SELECT pos_table.user_ID, pos_table.Username, comms, pos from (SELECT users.Id as 'user_ID', users.DisplayName as 'Username', count(posts.Id) as pos FROM users INNER JOIN posts ON posts.OwnerUserId = users.Id WHERE YEAR(posts.CreationDate) = 2010 group by users.Id ) pos_table JOIN (SELECT users.Id as 'user_ID', users.DisplayName as 'Username', count(comments.Id) as comms FROM users INNER JOIN comments ON comments.UserId = users.Id WHERE YEAR(comments.CreationDate) = 2010 group by users.Id ) comms_table on pos_table.user_ID = comms_table.user_ID HAVING comms > pos order by user_ID limit 50;
In my query above, there are two sub-queries. One for posts and the other for comments. I’d like to see how it can be optimized to have a lesser execution time.
The result of the above query, and an attachment of my EXPLAIN query:
Advertisement
Answer
One thing jumps out at me. Both your subqueries have this sort of line in them.
WHERE YEAR(posts.CreationDate) = 2010
You call a function on a column value. That’s not sargeable. It prevents MySQL from being able to exploit an index on that column, and instead requires a full scan. (MySQL, and other DBMSs, are still too dumb to know that YEAR(timestamp)
could be satisfied with an index range scan.)
So change those WHEREs to this kind of thing.
WHERE posts.CreationDate >= '2010-01-01' AND posts.CreationDate < '2010-01-01' + INTERVAL 1 YEAR
and put an index on the CreationDate columns in your posts and comments tables. Then the query planner can random-seek in the index to the first matching row, and then read it sequentially until the last matching row. This is called an index range scan, and is much more efficient than a full table scan.
EDIT You need the following indexes:
CREATE INDEX date_user ON posts ( CreationDate, OwnerUserId ); CREATE INDEX date_user ON comments ( CreationDate, UserID);
I suggest you refactor your query to make your subqueries, where all the work happens, faster.

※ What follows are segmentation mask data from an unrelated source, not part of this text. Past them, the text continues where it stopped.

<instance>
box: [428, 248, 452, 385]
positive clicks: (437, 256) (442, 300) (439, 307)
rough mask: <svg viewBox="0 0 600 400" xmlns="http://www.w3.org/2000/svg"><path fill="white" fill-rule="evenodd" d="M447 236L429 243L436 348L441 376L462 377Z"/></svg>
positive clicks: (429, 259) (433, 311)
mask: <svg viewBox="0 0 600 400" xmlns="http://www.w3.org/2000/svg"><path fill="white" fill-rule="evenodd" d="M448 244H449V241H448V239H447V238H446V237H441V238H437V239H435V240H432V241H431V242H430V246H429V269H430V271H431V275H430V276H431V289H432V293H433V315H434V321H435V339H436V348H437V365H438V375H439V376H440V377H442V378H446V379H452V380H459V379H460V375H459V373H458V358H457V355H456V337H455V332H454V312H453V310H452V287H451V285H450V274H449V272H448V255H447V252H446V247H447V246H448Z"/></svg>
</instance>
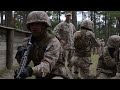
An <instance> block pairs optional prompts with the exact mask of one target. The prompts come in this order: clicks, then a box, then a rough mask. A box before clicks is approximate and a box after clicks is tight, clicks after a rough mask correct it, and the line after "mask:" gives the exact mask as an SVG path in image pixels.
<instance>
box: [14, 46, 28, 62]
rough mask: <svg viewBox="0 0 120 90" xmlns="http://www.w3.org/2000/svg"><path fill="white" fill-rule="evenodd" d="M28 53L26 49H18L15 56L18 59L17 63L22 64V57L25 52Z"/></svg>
mask: <svg viewBox="0 0 120 90" xmlns="http://www.w3.org/2000/svg"><path fill="white" fill-rule="evenodd" d="M25 51H26V48H25V47H21V46H19V47H18V51H17V54H16V56H15V58H16V59H17V62H18V63H20V61H21V58H22V56H23V55H24V52H25Z"/></svg>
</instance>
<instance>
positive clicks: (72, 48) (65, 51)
mask: <svg viewBox="0 0 120 90" xmlns="http://www.w3.org/2000/svg"><path fill="white" fill-rule="evenodd" d="M71 16H72V14H71V12H66V13H65V17H66V20H65V21H64V22H61V23H59V24H58V25H57V26H56V27H55V28H54V32H55V35H56V37H57V38H58V39H59V41H60V43H61V44H62V48H63V57H64V58H65V62H67V64H68V65H69V63H70V59H71V57H72V54H73V49H74V48H73V34H74V33H75V31H76V29H75V26H74V25H73V24H72V23H71Z"/></svg>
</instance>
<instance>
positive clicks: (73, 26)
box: [73, 25, 76, 33]
mask: <svg viewBox="0 0 120 90" xmlns="http://www.w3.org/2000/svg"><path fill="white" fill-rule="evenodd" d="M75 32H76V28H75V26H74V25H73V33H75Z"/></svg>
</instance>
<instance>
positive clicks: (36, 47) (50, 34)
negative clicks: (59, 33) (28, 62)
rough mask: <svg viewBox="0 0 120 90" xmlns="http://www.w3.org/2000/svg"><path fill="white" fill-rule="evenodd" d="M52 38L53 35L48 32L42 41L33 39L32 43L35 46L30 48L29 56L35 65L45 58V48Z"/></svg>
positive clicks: (47, 44)
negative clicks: (32, 41)
mask: <svg viewBox="0 0 120 90" xmlns="http://www.w3.org/2000/svg"><path fill="white" fill-rule="evenodd" d="M52 38H53V36H52V35H51V34H49V33H47V34H46V35H45V37H43V39H42V40H40V41H36V40H33V43H32V44H33V46H32V48H31V49H30V53H29V56H28V58H29V59H30V60H32V61H33V63H34V66H36V65H39V64H40V62H41V60H42V59H43V56H44V53H45V50H46V48H47V46H48V44H49V42H50V40H51V39H52Z"/></svg>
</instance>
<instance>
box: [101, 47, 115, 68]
mask: <svg viewBox="0 0 120 90" xmlns="http://www.w3.org/2000/svg"><path fill="white" fill-rule="evenodd" d="M103 58H104V63H105V64H106V65H107V66H108V67H114V66H115V64H116V62H115V59H114V58H112V57H111V56H110V54H109V52H108V50H107V48H105V52H104V53H103Z"/></svg>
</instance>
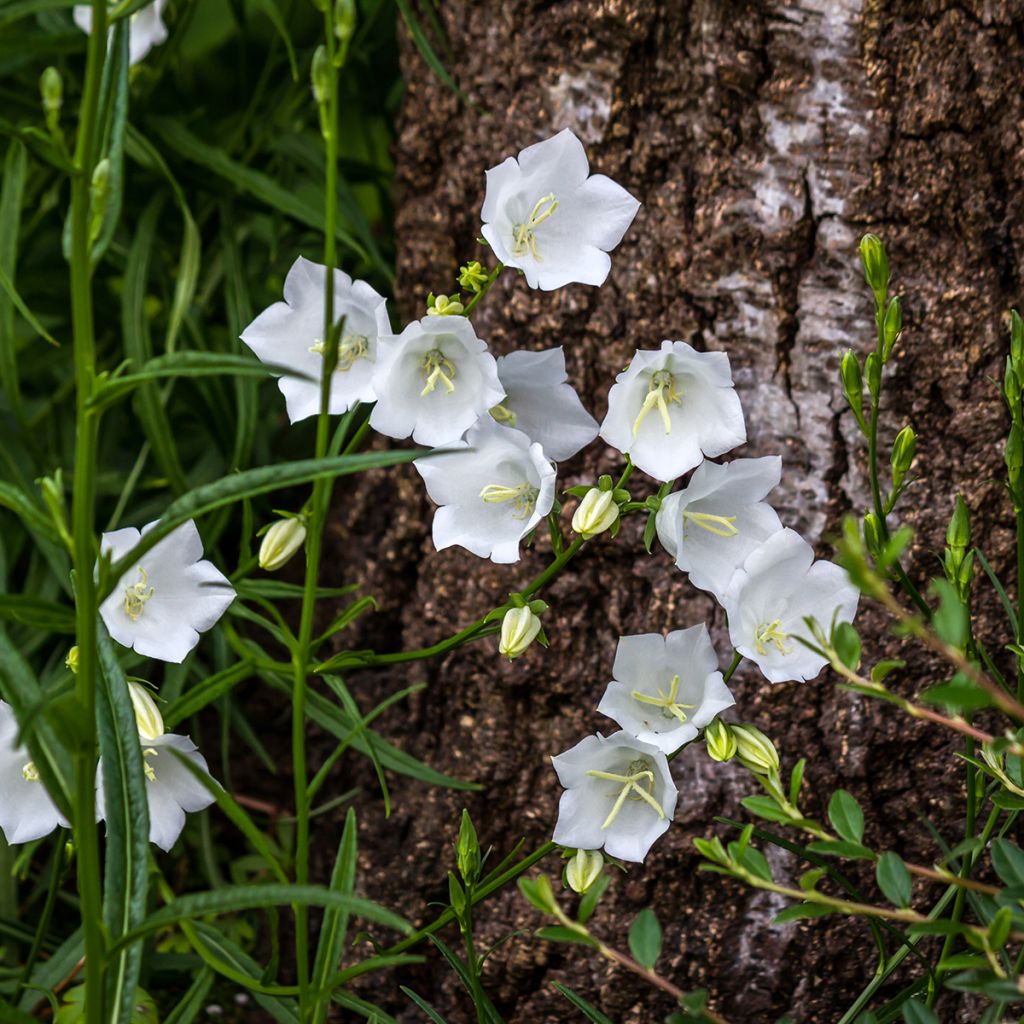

These should be the subqueries. They each yield a number of items for each user, in the desired time range.
SELECT OwnerUserId, COUNT(*) posts FROM posts WHERE CreationDate >= '2010-01-01' AND CreationDate < '2010-01-01' + INTERVAL 1 YEAR GROUP BY OwnerUserId SELECT UserId, COUNT(*) comments FROM comments WHERE CreationDate >= '2010-01-01' AND CreationDate < '2010-01-01' + INTERVAL 1 YEAR GROUP BY UserId
These queries save time by only aggregating (summarizing by group) the minimal amount of data needed to satisfy the query. And, they can be satisfied by doing a fast index range scan on the indexes I suggested.
Then, you can use these subqueries in your main query, picking up users’ names from your users
table, like this.
SELECT users.Id user_ID, users.Username, c.comments, p.posts FROM users JOIN ( SELECT OwnerUserId, COUNT(*) posts FROM posts WHERE CreationDate >= '2010-01-01' AND CreationDate < '2010-01-01' + INTERVAL 1 YEAR GROUP BY OwnerUserId ) p ON users.ID = p.OwnerUserId JOIN ( SELECT UserId, COUNT(*) comments FROM comments WHERE CreationDate >= '2010-01-01' AND CreationDate < '2010-01-01' + INTERVAL 1 YEAR GROUP BY UserId ) c ON users.ID = c.UserId WHERE c.comments > p.posts ORDER BY users.ID LIMIT 50;
I suspect you’ll get a big performance boost if you add the compound indexes I mentioned. You can drop the indexes on CreationDate; they are redundant when you add the compound indexes.
Here’s a worthwhile reference https://use-the-index-luke.com/